In all this we really ought to recognize the incredible sophistication of cognitive processing that underlies the evolution of our world’s information space. At this moment we sit on the inherited forms of documents refined continually by creators and users, members of speech and practice communities, that has resulted in forms that allow experienced users to convey and extract meaning rapidly or to leverage properties of the document in support of comprehensive processes that would exhaust our limited cognitive architecture were we to rely on real-time communication only. With new digital forms possible, we can witness in our world now the costs of violating genre and the process of enabling new genre forms. As we have shown in our research, the genre of a web home page took hold very quickly in the 1990s – in a matter of years, when most scholars of the paper world were convinced genre only emerged over decades. 

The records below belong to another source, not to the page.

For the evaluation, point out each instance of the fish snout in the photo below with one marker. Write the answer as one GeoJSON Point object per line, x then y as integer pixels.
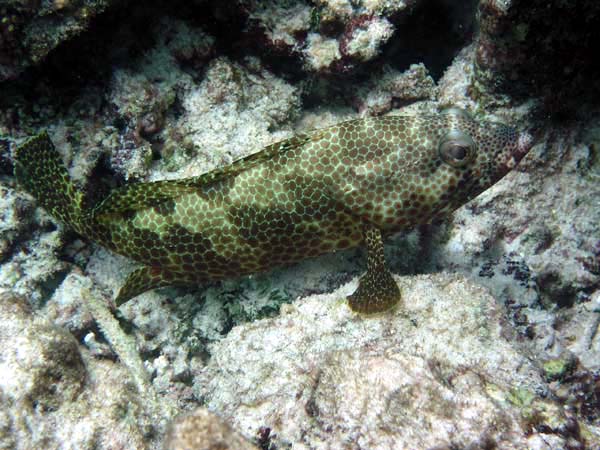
{"type": "Point", "coordinates": [524, 144]}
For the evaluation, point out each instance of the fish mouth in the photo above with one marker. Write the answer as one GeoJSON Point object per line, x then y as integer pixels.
{"type": "Point", "coordinates": [525, 141]}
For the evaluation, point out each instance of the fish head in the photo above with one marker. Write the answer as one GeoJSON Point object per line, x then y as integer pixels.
{"type": "Point", "coordinates": [472, 155]}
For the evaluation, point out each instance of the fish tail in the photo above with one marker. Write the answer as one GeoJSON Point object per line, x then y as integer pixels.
{"type": "Point", "coordinates": [40, 170]}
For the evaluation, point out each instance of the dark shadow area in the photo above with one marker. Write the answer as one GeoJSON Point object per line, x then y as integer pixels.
{"type": "Point", "coordinates": [433, 34]}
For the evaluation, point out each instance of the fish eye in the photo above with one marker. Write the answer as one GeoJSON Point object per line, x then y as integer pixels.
{"type": "Point", "coordinates": [457, 148]}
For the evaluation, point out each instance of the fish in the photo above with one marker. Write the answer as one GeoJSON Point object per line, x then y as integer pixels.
{"type": "Point", "coordinates": [343, 186]}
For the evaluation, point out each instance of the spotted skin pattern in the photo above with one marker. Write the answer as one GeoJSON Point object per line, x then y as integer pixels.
{"type": "Point", "coordinates": [329, 190]}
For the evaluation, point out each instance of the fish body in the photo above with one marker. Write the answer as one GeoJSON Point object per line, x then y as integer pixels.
{"type": "Point", "coordinates": [318, 192]}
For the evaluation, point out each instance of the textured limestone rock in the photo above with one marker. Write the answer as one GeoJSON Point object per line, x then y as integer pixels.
{"type": "Point", "coordinates": [30, 30]}
{"type": "Point", "coordinates": [438, 372]}
{"type": "Point", "coordinates": [54, 395]}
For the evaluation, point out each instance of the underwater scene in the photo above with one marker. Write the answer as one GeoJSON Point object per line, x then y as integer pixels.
{"type": "Point", "coordinates": [299, 224]}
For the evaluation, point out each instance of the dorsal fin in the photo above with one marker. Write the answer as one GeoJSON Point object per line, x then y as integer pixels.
{"type": "Point", "coordinates": [141, 195]}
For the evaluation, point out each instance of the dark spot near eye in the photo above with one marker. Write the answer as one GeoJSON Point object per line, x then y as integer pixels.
{"type": "Point", "coordinates": [457, 152]}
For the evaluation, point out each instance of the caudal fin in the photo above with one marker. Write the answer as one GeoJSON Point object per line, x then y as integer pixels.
{"type": "Point", "coordinates": [40, 170]}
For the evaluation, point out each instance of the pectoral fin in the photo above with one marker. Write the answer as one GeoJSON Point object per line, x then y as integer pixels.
{"type": "Point", "coordinates": [377, 291]}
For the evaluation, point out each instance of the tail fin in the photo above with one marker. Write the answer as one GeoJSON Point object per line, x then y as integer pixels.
{"type": "Point", "coordinates": [41, 171]}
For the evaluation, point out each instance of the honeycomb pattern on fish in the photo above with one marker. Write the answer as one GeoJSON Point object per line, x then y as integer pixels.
{"type": "Point", "coordinates": [312, 194]}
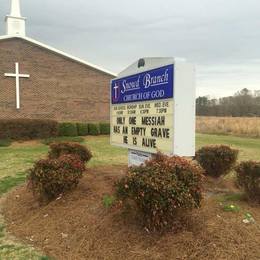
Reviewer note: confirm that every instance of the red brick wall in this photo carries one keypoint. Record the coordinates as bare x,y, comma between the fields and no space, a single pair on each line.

The apparent chaos of digital communications is superficial and may reflect a bias in perception by those schooled in the paper domain. It is not enough to apply genre conventions from paper to digital space, the transfer is not always neat, and we should realistically expect native digital genres to evolve through the community of users most actively communicating through these channels. Such genres will evolve and as they do, we may lose genre forms from the pre-digital era. This transformation is the shape of information, and the continuous tension between fixed and fluid is part of the natural order.